Saetith performing live, opening for Monstrosity.

In April of 2009, Eames landed Saetith the first slot on a show 446 miles home, providing support for Cannibal Corpse, The Faceless and Neuraxis at The Rave in Milwaukee, WI. In 2008, he scored opening gigs on Summer Slaughter, again in Milwaukee, and with Vital Remains, this time in St. Louis.

It’s not entirely shocking that none of these brushes with the big time bore fruit for Eames. Researching Threatin and Seatith, parallels between Eames’ two projects begin to emerge — parallels that paint an unflattering portrait of a tireless self-promoter with an inflated ego.

For starters, Eames is the sole focus of all of Seatith’s promo material; he clearly prefers to operate as a solo artist and assemble a live lineup for shows. All photos on his social media and press pages focus solely on him.

Furthermore, in Saetith, Eames already displayed another characteristic that would come to define his later scheme in Threatin: making himself appear much more popular and important than he was. There’s the aforementioned Rotosound bass string endorsement (Good for him, but… what player at that level needs an endorsement?), as well as his effort to sell merchandise no one could have possibly ever wanted, such as Saetith guitar picks.

Like Threatin, Saetith also demonstrates Eames’ predilection for bringing his show to international stages, lack of notoriety at even the local level be damned. Saetith went on a “tour” of Puerto Rico in 2011, which was actually just one show in San Juan on March 5th. The show was put on by local promoter Coregrinder Entertainment; Coregrinder’s Facebook page has nothing on it aside from a generic “CE” logo and a photo of an unnamed woman, while the company’s Reverb Nation page lists Saetith’s Revive the Blasphemy album as one of its two releases. While that might suggest that Coregrinder is just another fictional entity created by Eames for his own benefit, it appears as if the promoter actually has, or at least had, some legitimacy: in 2010 and 2011, they also hosted shows in Puerto Rico featuring Destruction, Rotting Christ, Exmortus and Warbringer. How Eames snuck Saetith onto that list is a mystery… except that it’s not. We know his game.

Scott Eames posted video of Saetith’s Puerto Rico performance on YouTube, which you can watch below.
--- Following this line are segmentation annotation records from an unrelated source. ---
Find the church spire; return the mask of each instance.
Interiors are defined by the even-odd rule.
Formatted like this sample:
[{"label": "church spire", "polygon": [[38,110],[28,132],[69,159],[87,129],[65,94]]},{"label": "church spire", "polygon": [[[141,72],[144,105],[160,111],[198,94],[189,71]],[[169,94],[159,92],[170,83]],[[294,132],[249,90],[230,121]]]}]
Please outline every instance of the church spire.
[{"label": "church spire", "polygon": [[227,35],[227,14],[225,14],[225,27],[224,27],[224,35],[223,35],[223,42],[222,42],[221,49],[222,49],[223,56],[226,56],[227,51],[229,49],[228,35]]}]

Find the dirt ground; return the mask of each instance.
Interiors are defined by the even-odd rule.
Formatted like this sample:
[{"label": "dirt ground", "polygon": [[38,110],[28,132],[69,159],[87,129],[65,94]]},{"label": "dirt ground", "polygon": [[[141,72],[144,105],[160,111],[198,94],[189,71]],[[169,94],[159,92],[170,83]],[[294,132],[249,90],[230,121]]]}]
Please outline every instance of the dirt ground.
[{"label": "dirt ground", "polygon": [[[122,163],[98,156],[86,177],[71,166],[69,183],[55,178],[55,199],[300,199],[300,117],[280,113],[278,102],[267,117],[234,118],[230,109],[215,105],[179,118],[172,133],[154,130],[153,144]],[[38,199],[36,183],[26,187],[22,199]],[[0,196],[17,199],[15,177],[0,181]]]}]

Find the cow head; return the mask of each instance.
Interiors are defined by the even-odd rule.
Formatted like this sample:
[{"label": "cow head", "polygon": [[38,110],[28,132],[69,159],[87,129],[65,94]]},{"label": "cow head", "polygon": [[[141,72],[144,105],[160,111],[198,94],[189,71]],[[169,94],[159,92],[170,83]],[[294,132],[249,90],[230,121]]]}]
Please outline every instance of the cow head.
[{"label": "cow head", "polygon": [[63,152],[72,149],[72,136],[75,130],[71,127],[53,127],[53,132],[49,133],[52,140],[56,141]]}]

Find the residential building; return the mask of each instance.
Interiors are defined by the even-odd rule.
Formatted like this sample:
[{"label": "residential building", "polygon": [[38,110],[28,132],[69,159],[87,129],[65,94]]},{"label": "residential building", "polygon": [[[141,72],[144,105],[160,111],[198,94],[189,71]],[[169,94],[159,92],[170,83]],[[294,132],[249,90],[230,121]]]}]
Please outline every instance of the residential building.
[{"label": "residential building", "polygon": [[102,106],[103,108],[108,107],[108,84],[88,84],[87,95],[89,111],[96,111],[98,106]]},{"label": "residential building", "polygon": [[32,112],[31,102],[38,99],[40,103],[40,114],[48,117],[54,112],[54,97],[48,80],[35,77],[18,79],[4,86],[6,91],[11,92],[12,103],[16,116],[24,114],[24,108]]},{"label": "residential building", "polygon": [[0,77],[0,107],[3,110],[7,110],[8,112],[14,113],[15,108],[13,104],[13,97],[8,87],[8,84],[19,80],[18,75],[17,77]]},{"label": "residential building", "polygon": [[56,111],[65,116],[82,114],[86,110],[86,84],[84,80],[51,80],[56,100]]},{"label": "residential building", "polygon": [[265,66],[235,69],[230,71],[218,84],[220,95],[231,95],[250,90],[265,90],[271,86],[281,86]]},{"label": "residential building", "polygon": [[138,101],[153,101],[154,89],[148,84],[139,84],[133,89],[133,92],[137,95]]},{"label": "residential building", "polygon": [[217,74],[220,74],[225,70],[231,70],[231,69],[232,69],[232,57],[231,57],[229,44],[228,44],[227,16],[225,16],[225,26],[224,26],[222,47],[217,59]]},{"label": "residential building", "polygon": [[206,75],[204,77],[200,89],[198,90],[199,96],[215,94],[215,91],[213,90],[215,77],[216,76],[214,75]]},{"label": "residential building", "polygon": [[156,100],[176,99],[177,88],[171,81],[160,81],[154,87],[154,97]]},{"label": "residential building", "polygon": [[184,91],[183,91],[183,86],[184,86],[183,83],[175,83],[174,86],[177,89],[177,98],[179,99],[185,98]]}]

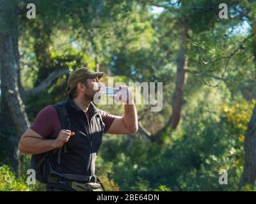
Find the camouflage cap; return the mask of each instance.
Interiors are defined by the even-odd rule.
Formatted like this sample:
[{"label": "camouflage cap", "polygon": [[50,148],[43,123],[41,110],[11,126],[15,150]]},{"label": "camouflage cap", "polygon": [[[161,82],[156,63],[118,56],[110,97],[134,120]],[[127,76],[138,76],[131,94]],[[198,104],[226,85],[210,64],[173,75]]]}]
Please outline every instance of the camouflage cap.
[{"label": "camouflage cap", "polygon": [[95,72],[86,68],[83,68],[73,71],[68,80],[68,92],[70,92],[76,87],[79,82],[84,82],[87,78],[98,77],[100,79],[104,75],[104,72]]}]

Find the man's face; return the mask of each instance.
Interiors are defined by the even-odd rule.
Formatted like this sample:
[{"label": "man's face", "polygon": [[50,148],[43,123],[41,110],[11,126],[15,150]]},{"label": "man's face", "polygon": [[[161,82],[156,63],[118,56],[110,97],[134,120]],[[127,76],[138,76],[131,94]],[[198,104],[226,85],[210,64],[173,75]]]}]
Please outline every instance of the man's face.
[{"label": "man's face", "polygon": [[[93,101],[93,97],[95,93],[100,91],[102,84],[98,79],[98,77],[93,78],[88,78],[86,80],[86,91],[84,92],[84,97],[86,99]],[[99,95],[100,98],[100,95]]]}]

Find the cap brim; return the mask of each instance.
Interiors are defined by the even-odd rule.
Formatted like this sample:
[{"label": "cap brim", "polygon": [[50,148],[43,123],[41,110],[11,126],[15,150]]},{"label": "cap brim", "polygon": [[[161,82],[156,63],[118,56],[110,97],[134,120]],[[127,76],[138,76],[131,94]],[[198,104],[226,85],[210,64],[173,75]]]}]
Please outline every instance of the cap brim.
[{"label": "cap brim", "polygon": [[102,71],[95,72],[93,74],[92,74],[91,76],[88,78],[98,77],[98,79],[100,79],[101,77],[102,77],[103,75],[104,72]]}]

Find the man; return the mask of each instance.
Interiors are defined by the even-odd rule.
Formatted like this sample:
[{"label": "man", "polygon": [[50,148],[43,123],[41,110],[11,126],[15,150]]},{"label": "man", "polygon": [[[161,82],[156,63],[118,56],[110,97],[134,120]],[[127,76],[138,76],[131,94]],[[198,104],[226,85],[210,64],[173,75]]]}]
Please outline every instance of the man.
[{"label": "man", "polygon": [[[65,102],[70,129],[61,129],[58,112],[50,105],[41,110],[21,136],[19,145],[21,153],[37,154],[66,145],[67,152],[61,152],[60,156],[61,163],[58,163],[56,157],[51,161],[52,170],[56,172],[56,178],[48,180],[47,191],[74,191],[72,185],[75,182],[84,184],[86,181],[72,180],[67,176],[91,178],[90,176],[95,175],[95,161],[102,133],[133,134],[138,130],[137,112],[127,87],[119,87],[120,90],[126,90],[127,97],[122,95],[115,98],[125,103],[123,116],[111,115],[97,108],[92,103],[95,94],[100,91],[102,84],[99,79],[103,74],[88,68],[80,68],[70,74]],[[50,136],[54,139],[49,140]]]}]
The shows do not look empty; they aren’t Threatin-doctored levels of full, but there are definitely people in attendance, up front, watching, enjoying themselves. Perhaps this is how Jered thought it would play out in Europe, too.

Here are some shots from the Puerto Rican “tour” in 2011:

Digging deeper through Eames’ social media presence, though, things take a turn for the sad.

A post from December 6, 2010 announcing the launch of Jered Eames’ personal Facebook page has a comment left by Jerry Eames only 47 weeks ago, which would place it in early December, 2017. You know it when you see it, the writing style of someone from a much older generation, brief, to the point, not quite fluid. This is Jered’s dad.

A quick click through to Jerry’s profile reveals that he has metal in his blood (he has quite a fine collection of guitars, some with very pointy edges), he supports his son Scott’s (Jered’s brother) current band Nevalra, and has worked as an outpatient addiction counselor for 32 years. He is mulling over retirement, attempting to sell his practice.

But what really pulled at my heartstrings is Jerry’s comment itself. He’s looking for his estranged son! He misses him, his heart aches, he’s out of options… it’s a desperation post. It also definitively links Jered and his wife, Kelsey, who was the tour manager for Threatin’s European run.

When I started down this rabbit hole last Friday this is the last place I was expecting to end up, but it seems fitting. After all the twists and turns in this story so far, it’s difficult to imagine that this will be the end: there is still so much more to learn, particularly from Jered himself, who has yet to speak publicly and is still in Europe. MetalSucks has reached out to Jered directly but has not received a response. Yesterday Jered teased that he’d be making an announcement today; we will keep you posted if and when that comes.